Sugestões ao Plano Diretor Ambiental
Na continuidade da reunião, a secretária municipal de Desenvolvimento Urbano e Habitação, Joceane Gasparetto, apresentou as sugestões ao projeto de revisão do Plano Diretor Urbano Ambiental de Canoas, encaminhadas pela comissão temática dos CDES. Joceane falou das 28 propostas apresentadas pela Comissão, tendo sido a maioria consensuada e algumas mantidas, conforme consta no atual plano Diretor, em destaque o quarteirão estruturador que se manterá em 5,7 hectares; as propostas para desenvolvimento da região central da Cidade com ajustes no Plano para incentivar o desenvolvimento.
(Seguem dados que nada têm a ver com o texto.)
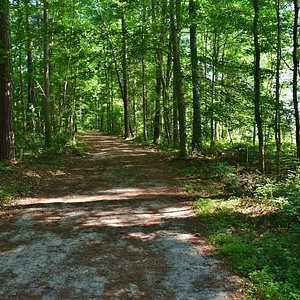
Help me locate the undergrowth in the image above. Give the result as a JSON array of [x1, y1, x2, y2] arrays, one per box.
[[174, 150, 300, 300], [0, 136, 88, 208]]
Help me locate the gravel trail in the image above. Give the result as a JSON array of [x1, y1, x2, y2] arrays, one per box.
[[0, 134, 243, 300]]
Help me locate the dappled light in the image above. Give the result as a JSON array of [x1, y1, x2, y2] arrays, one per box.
[[0, 134, 243, 299]]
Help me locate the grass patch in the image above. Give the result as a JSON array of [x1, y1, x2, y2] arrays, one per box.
[[173, 156, 300, 300], [197, 198, 300, 299], [0, 134, 88, 207]]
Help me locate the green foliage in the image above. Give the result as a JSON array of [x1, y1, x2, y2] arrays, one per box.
[[197, 198, 300, 299]]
Itens como sistema viário, regulamentação de EVU (Estudo de Viabilidade Urbana) e EIV (Estudo de Impacto de Vizinhança) e mapa ambiental terão prazo para regulamentação e apresentação. "Houve um conjunto de reuniões entre as comissões, além de audiências em cada quadrante da cidade, abrindo espaço para debate e contribuições. A proposta está pactuada, o que é um avanço para a Canoas". A secretária falou, ainda, que a estrutura de gestão do plano foi adequada conforme a lei que criou a autarquia Canoas XXI.
Proposta representativa
Para o diretor-presidente do Instituto Canoas XXI, Celso Pitol, o debate em torno do PDUA foi uma grande oportunidade de uma efetiva participação popular na cidade.
"Após esse longo processo de diálogo com a sociedade, coordenado pelo ICXXI e o Grupo de Trabalho, está sendo compilado tudo que ocorreu para fecharmos a proposta, incluindo os mapas que definem todo o zoneamento e a confecção final do projeto de lei. Esse resultado é o que há de mais representativo possível da média das necessidades e anseios dos canoenses. Agora, essa proposta será encaminhado ao Gabinete do Prefeito, e posteriormente, à Câmara de Vereadores para votação", disse.